Es ist die Zeit rund um das Jahr 2000 und Abiturient Felix Longolius führt in Hamburg ein weitgehend planloses Lotterleben. Er hängt mit seinen Freunden herum und fehlt oft in der Schule, weil er mit Reggae-Partys, seiner Band und Kiffen beschäftigt ist. Doch irgendwann passieren Dinge, die anders sind als bei seinen Mitschülern: In einer psychedelisch angehauchten Theateraufführung von Alice im Wunderland spielt Longolius den Autoren Lewis Carroll und erkennt im Stück plötzlich reihenweise unterschwellige, an ihn gerichtete Botschaften. Hier wird die Grenze zwischen Realität und Fantasie für ihn zum ersten Mal brüchig.
Halt im Leben gibt ihm nach dem frühen Tod seines Vaters vor allem seine Großmutter. Als auch sie stirbt, nehmen die Irrtümer im Leben des Dauerkiffers zu und auch die Beziehung zu seiner Freundin geht in die Brüche. Er verbringt viel Zeit vor dem Fernseher und erlebt so die amerikanischen Militäraktionen im Anschluss an die Anschläge vom 11. September. Über seine Website »Weltpolizei« glaubt er, die globale Politik mitgestalten zu können und tritt telepathisch mit Geheimdiensten und schließlich mit Außerirdischen in Kontakt, erlebt Verfolgungs- und Größenwahn gleichermaßen. Als die Stimmen überhandnehmen und sein Leben im Chaos zu versinken droht, landet er 2003 im Universitätsklinikum Eppendorf. Die Diagnose: paranoide Schizophrenie.
Mittlerweile 15 Jahre lebt Felix Longolius nun mit den Stimmen in seinem Kopf und erzählt in seinem Buch »Ich mag mich irren« gemeinsam mit der Autorin Charlotte Krüger über sein Leben zwischen Wahnsinn und Wirklichkeit und über seine Erfahrungen mit Kliniken und Betreuern, Therapien und Medikamenten.
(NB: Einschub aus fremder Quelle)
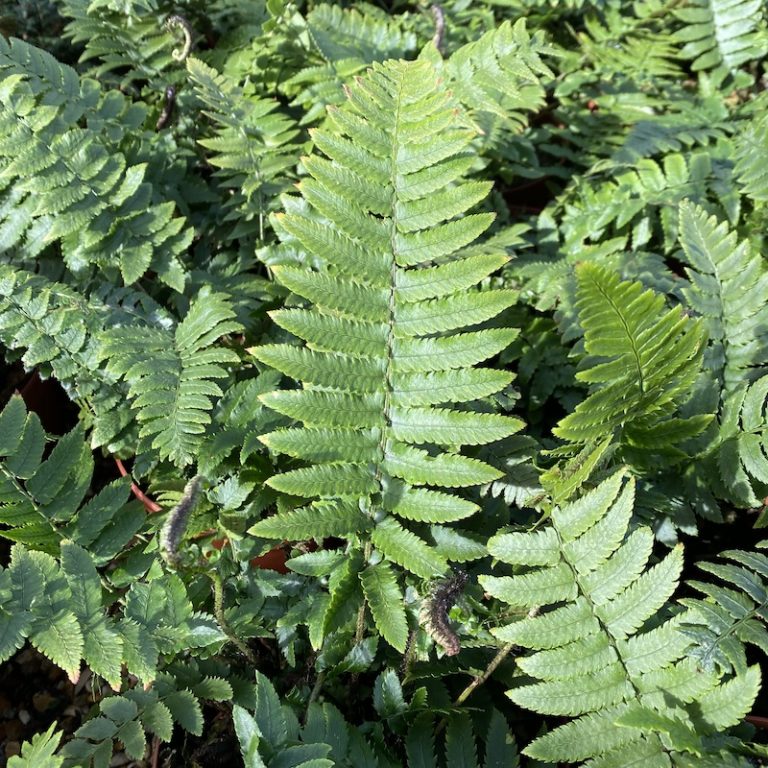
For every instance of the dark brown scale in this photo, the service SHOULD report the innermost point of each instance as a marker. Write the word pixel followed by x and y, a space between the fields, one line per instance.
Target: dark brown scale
pixel 167 113
pixel 434 612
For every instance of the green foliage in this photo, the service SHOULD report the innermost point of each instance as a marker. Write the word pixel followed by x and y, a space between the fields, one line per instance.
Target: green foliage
pixel 720 35
pixel 39 754
pixel 41 499
pixel 376 411
pixel 731 614
pixel 597 603
pixel 68 184
pixel 252 146
pixel 727 282
pixel 286 259
pixel 172 376
pixel 643 359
Rückfälle und die Vorstellung, mit jenen irdischen und überirdischen Wesen in Kontakt zu stehen, die die Weltgeschicke bewegen, lassen Longolius bis heute nicht los und er versucht weiterhin, sein Leben ohne Medikamente in den Griff zu bekommen.
Die Biografie verlangt trotz ihrer Kürze viel Ausdauer vom Leser, denn immer wieder driftet die Erzählung in die ausführliche Beschreibung der Parallelwelt aus Stimmen, Zeichen und deren Deutung ab. Doch gerade deswegen liefert das Autorenduo einen eindrucksvollen und authentischen Erfahrungsbericht, der an vielen Stellen sehr humorvoll ist, gleichzeitig aber offenlegt, wie schwierig es ist, ein stabiles und erfülltes Leben zwischen Realität und Fantasie zu führen.